Circumstances happen. One morning I got up, showered, and looked in the mirror and noticed something had changed. An outbreak of wrinkles was occurring. I noticed it when shaving. Unlike the whiskers that went down the drain the wrinkles remained in place. My mind’s eye suggested I was still the same considerate, attractive, intelligent, and kind guy as I had always been. Still, biology happens. Things around me changed, like the expression on my face.
A smile, superficially, remains relatively the same throughout the ages I suspect. Its significance is contextual. Facial expressions are many times affected by what just happened a few minutes before the expression was evoked. They are affected by our state of being. Our thoughts, hopes, dreams, levels of trust and mistrust and our cultural, social, and environmental context. Though I wonder at times if facial expressions are more forced today, especially smiles? I’m not sure. It’s an age of great uncertainty and an annoying if not manipulated economy. A smile within a given culture and context can mean disparate things to the person wearing the smile. For some people it’s better than frowning or crying.
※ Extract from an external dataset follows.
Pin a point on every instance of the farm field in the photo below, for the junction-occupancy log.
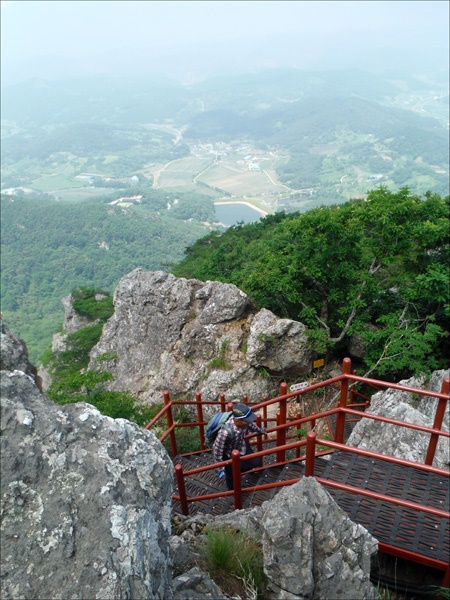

A few decades ago, when I used a public telephone if wishing to make a telephone call while away from a home landline …the pace of things seemed slower and communication required a different adaptation as displayed in the characteristics of expression that were most noticeable in the face. What do our eyes portray and perceive? And once the cellular phone was introduced other things also were becoming more disposable including the expressions and culture around me.
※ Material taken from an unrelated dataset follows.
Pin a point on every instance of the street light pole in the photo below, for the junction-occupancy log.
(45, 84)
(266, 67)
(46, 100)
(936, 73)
During an earlier age, there was less military hardware at one’s fingertips whether a citizen or policeman, and the potential of less harm so prevalent in today’s America. Distrust has evolved at a more rapid pace affecting facial expressions. The intrusion of facial recognition technology adds to the problem of – be careful of that look, or stare, or side glance, or the person next to you. Close your parted lips. Something has been misplaced or lost in the process. But then did it ever exist except in one’s head? Has various technologies by passed our humaneness?
A smile has different meaning in different cultures. I lived abroad for many years and each time I retuned I suffered from a cultural shock and my facial expression perhaps exhibited the dilemma. Facial expressions became self-moderated I suppose.
Adaptability has always been a key to existence. The 20th century was filled with wars and revolutions, amazing technologies and ways to create, to excite, and ways to harm. And the twenty-first century? There have been any number of tuning points in life. My environs altered my thinking and facial expression. But I decided not to use fillers to cover the wrinkles, earned or not. And even the films and artistic works of the day expressed an emerging ill at ease during and after tumultuous decades, depending on where you were living, working, fighting or merely existing.
I occasionally wondered when the first smile appeared on a human face. Did the human smile develop as a natural instinct hundreds of thousands of years ago? The smile comes with diverse meaning within the context of family, tribe, and culture. The genuine and gentle facial expression in the form of a smile from a compassionate heart seems instinctive, natural, and primitive. It’s also a form of adaptation.